Вместо того, чтобы остановиться и перевести дух, грузчик закурил. Через несколько метров его лицо побледнело, дыхание настолько участилось, что могло показаться, что он планирует перевести весь воздух в округе. Ноги подкосились. Без всякого сомнения он бы упал, если бы Эрик махом руки не снял с его спины груз. Распределив мешки по одному на каждое плечо, бывший спортсмен продолжил работу.
Несколько минут курильщик отхаркивался мокротой в углу. Его кашель вызывал сострадание Эрика. Молодая любовница уже не казалась грехом, скорее скромной жизненной компенсацией.
Все попытки нового знакомого вернуться к работе Эрик пресекал. Сославшись на желание провести повышенной сложности тренировку, он носил по два мешка. Мужчине ничего не оставалось, кроме как смиренно наблюдать. Спустя пару часов работу окончили. Пришло время расплачиваться.
Каждый трудящийся подходил к рядам с аккуратно сложенной картошкой и забирал честно заработанный мешок. Когда очередь дошла до отдыхавшего по причине проблем со здоровьем курильщика, водитель, строго контролирующий, чтобы никто не взял лишнего, взъерепенился, словно петух, готовящийся к схватке.
– Ора, васса, мадж, ты куда лезешь? Я что, слепой, по-твоему? Сидел вон там, вот и сиди дальше! Нашелся тут! Нахал!

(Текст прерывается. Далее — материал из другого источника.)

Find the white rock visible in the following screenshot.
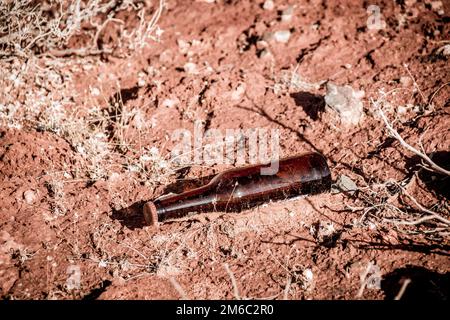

Дальнейшие действия напомнили корриду. Курильщик едва успел подвинуться. Эрик, как бык, мчащийся на красный хохолок раскудахтавшейся птицы, протащил сто с чем-то килограмм за шиворот и с грохотом ударил ими по железному каркасу склада. Листы завибрировали. Раздался еще один грохот, на этот раз кулак парня проделал вмятину в железе в паре сантиметрах от головы коммерсанта.